Decided February 19, 1953.
Ralph R. Sachs, Washington, D. C., for appellant Myrtle Lambert.
Chester H. Gray, Principal Assistant Corporation Counsel for the District of Columbia, Washington, D. C., with whom Vernon E. West, Corporation Counsel, and Edward A. Beard, Assistant Corporation Counsel, Washington, D. C., were on the brief, urged affirmance. James M. Earnest, Assistant Corporation Counsel, Washington, D. C., also entered an appearance.

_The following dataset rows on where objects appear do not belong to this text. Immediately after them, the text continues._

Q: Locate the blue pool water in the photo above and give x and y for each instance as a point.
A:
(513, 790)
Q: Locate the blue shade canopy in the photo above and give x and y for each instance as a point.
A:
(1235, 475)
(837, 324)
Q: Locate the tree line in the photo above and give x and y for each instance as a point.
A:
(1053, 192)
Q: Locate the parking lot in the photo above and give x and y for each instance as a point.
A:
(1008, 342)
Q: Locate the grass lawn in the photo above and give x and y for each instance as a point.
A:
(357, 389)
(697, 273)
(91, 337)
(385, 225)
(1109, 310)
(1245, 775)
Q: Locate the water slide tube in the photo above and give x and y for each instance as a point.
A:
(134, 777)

Before CLARK, PRETTYMAN and PROCTOR, Circuit Judges.
PRETTYMAN, Circuit Judge.
This appeal involves a proceeding in the Juvenile Court for the District of Columbia concerning the custody of two children. A representative of the Board of Public Welfare filed a petition in that court1 representing that two children, aged two and three years, were without adequate parental care, that the children were then with the Board of Public Welfare, and that the father resided in the District of Columbia and the mother in Alexandria, Virginia. The father was served with a copy of the petition and with a summons to appear. The mother was notified by mail and was requested to be present in the court at a given hour and day, at which time a hearing was to be held on the petition. An attorney replied by letter on behalf of the mother, stating that the children were being well taken care of, that they were under her control and custody in the State of Virginia, that she was no longer a resident of the District of Columbia, and that she would not be in attendance at the hearing. After several continuances the hearing was called and an attorney for the mother appeared before the court and, being refused permission to discuss the case with the court staff or to have access to the records unless he entered an appearance, entered an appearance on behalf of the mother. He first demanded a trial by jury. That demand was denied. The attorney then objected to the jurisdiction of the court, and, his objection being overruled, he withdrew. The court proceeded with the hearing and found the children to be without adequate parental care. It then committed the children to the care of the Board of Public Welfare during the periods of their minorities.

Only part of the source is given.